By Laura Barrowcliff, Head of Strategy, Customer Insights & Innovation
Digital identity is set to become more important than ever before. Deloitte states that “digital identities are becoming the foundation of our rapidly evolving technology-based and data-driven economy and society,” and that “digital identity should be at the core of any leading, data-driven organisation.” With that in mind, what trends will be driving digital identity in 2022 and what do businesses need to consider?
As the world becomes increasingly digitised, and as face-to-face interaction may continue to be difficult for some time, consumers will continue to drive the demand to transact online with confidence. Expectations on customer experience will also rise, and the need to do things increasingly in real time and on mobile means that businesses need to adopt trusted, effective and frictionless methods to verify consumers digitally. According to research from Salesforce, 56% of commerce leaders expect the majority of their revenue to come from digital channels within the next three years – so in 2022, expect an increased focus on getting the customer experience right.

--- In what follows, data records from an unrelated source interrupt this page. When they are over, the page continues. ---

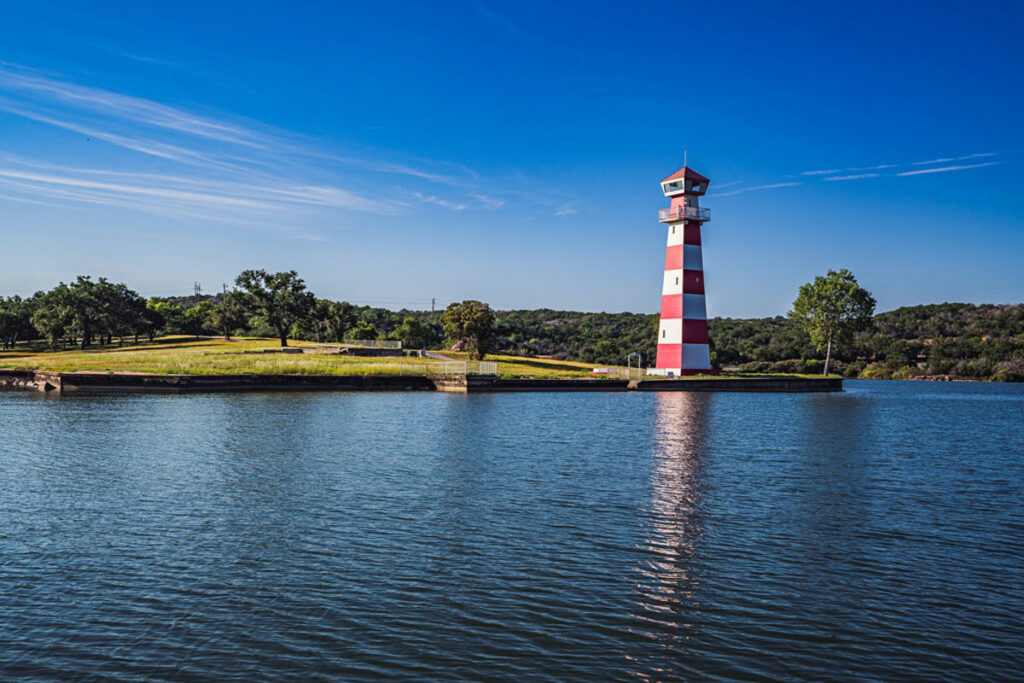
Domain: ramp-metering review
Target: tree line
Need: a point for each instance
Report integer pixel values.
(949, 339)
(87, 312)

Consumer expectations on data privacy will also continue to rise, creating the need for businesses to be more transparent and robust in handling customer data – the Salesforce research revealed that 86% of people want more transparency on how their information is used.
While the digital economy creates huge opportunities for individuals and the economy, it also creates new avenues for fraudsters to commit more sophisticated crimes. Card payment fraud, phishing, account takeover, electronic transfer fraud, IP theft and piracy, social engineering to name but a few. In 2020, GBG research found that 26% of businesses surveyed felt they were least prepared for synthetic identity fraud, the use of a combination of real and fake personal information to create an identity and commit fraud. This type of fraud continues to be an issue and will be for the foreseeable future, so businesses need to have robust processes in place to prevent identity fraud, to reduce the cost and risk of it to them and their customers further down the line.

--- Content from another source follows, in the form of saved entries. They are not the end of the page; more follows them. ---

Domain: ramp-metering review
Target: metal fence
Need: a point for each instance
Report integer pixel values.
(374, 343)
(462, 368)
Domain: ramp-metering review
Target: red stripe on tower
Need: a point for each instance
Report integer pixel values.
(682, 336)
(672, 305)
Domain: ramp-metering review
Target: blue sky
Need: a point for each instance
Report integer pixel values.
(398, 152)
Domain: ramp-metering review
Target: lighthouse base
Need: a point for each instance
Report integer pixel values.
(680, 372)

Read more in the GBG State of Digital Identity 2020 report.
Regulation is evolving in breadth and depth globally, and it will continue to become more stringent in tackling financial crime and privacy and consumer rights. With an increased number of use cases coming under the spotlight in anti-money laundering regulation and expanding offences, plus high expectations on data privacy – with local variances – companies will need to stay on top of what’s expected of them in the countries that they serve. It can be complex and expensive, but ultimately it creates trust and protects good citizens.
In 2022 more and more companies are likely to turn to digital identity verification solutions to help tackle the increased burden of regulation. By using this type of technology, companies can onboard as many ‘good’ customers as possible, first time around, safe in the knowledge that they are keeping fraudsters firmly out while also being fully compliant in the process.
With over 10% of the world’s population lacking some form of legal ID, and even more lacking a digital trail, inclusion in identity product design and process design is a must to enable economic growth and financial inclusion for excluded demographics. At the same time, companies need to concentrate on minimising bias in decision making by carrying out best practice in AI training and processes.
Our identity is complex and constantly evolving, and it doesn’t just consist of name, address and date of birth as noted on a government-issued source. Our identities change constantly as we go about our day-to-day lives, and businesses need to recognise that they cannot rely on traditional sources of data alone as these tend to be static and rely on physical documents, such as driving licenses or passports. This excludes many of the world’s population, however – only a third of Americans hold a valid passport, for example. Businesses need to adopt and trust alternative data sources such as email, mobile, IP, online behaviour to gain further insight into identities, for safer onboarding and fraud prevention.